3. Translation of labels and strings

Hugo allows defining translations for static texts (buttons, menus, titles, etc.) using .toml files in the /i18n folder. We created a file called en.toml with the equivalents for all the texts defined in es.toml.

[home]
other = "Home"

[about]
other = "About"

[activities]
other = "Activities"

[resources]
other = "Resources"

[contact]
other = "Contact"

[search]
other = "Search"

[blog]
other = "Blog"

[graphicdesign]
other = "Graphic Design"
[webdesign]
other = "Web Design"
[webdevelopment]
other = "Web Development"

[partners]
other = "Partners"
[faqs]
other = "FAQ's"
[badges]
other = "Badges"

[category_base]
other = "categories"

# Sheets

[logoOf]
other = "Logo of"

[licenses]
other = "Licenses"

[website]
other = "Website"

[websiteEs]
other = "Website (Spanish)"

[installGuides]
other = "Installation guides"

[tutorials]
other = "Tutorials"

[sourceCode]
other = "Source code"

[additionalLinks]
other = "Additional links"

[myapps]
other = "Available on MyApps URJC"

[lastUpdated]
other = "Last updated"

# Presentations

[description]
other = "Description"

[download]
other = "Download"

[moreInfo]
other = "More information"

# Search

[searchTitle]
other = "Search"

[searchPlaceholder]
other = "Type to search..."

[internalSearchTitle]
other = "OfiLibre web"

[externalSearchTitle]
other = "Internet Archive"

# Contact

[ubicacion]
other = "Location"

[correo]
other = "Email"

[redes]
other = "Social networks"

# Buttons

[learnMore]
other = "Learn more"

Thus, Hugo will know what to display when rendering the English version of the site.

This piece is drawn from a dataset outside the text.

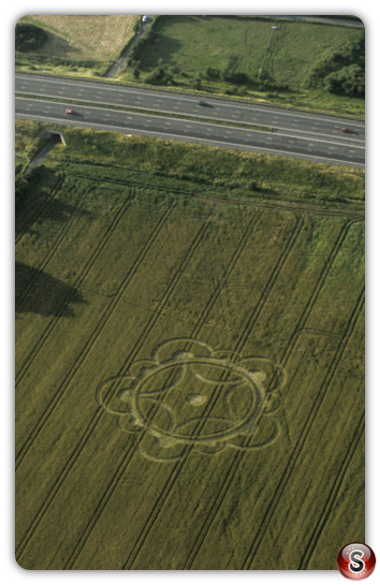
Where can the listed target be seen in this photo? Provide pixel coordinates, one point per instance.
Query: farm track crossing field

4. Automated Translation Using an LLM

The content translation to English wasn’t done manually. To speed up the process while preserving each file’s technical structure (metadata and body text), we used a language model (LLM) through a Python script that automates the entire workflow. In our case, we used the Kimi K2 LLM with ID moonshotai/kimi-k2-instruct.

The goal is to translate .md files written in Spanish and generate their English versions while maintaining the original Markdown formatting and metadata (such as title, description, tags, etc.).

How Does This System Work?

The script performs three main tasks:

  1. Configuration Loading: Through a config.yml file, we define:

    • The language model access key (API Key)
    • The model to use (e.g., llama3-70b)
    • Source and target directories
    • Which fields to translate (e.g., title, description, or even nested fields like installs.name)
  2. Frontmatter Translation: This is the header section of Markdown files containing key properties like title, categories, or tags. The translation is done field-by-field, ensuring:

    • No content invention
    • Format preservation
    • Proper handling of lists or nested fields when specified
  3. Content Body Translation: The main article text is translated while respecting Markdown formatting, links, lists, and code blocks. Specific rules maintain links and proper nouns like “OfiLibre” untranslated.

Tools Used

  • Python: The scripting language
  • frontmatter: Library for reading/writing Markdown files with metadata
  • langchain and langchain_groq: For easy connection to the LLM hosted on Groq (a platform optimized for fast LLM execution)
  • tqdm: For displaying translation progress
  • yaml: For reading .yml configuration files

Usage Instructions

Configure the config.yml file, for example:

GROQ_API_KEY: "your_api_key"
MODEL_NAME: "moonshotai/kimi-k2-instruct"
SOURCE_DIR: "content/spanish/guides"
TARGET_DIR: "content/english/guides"
fields:
  - title
  - description
  - categories
  - tags

Run the script with Python:

python3 translator.py

The script will:

  • Read all .md files from the source directory
  • Translate specified fields in the frontmatter
  • Translate content while preserving formatting
  • Save translated files to the target directory
  • Additionally, if any file includes a translate: false field, the script automatically skips it.

Results

This process allowed us to translate dozens of files with high fidelity, minimizing human errors while maintaining the website’s technical style. Each translated file includes an initial note stating it’s an automated translation, so visitors are aware.

To see code details, visit this repository, specifically the /automatizacion/traduccion-llm/ directory.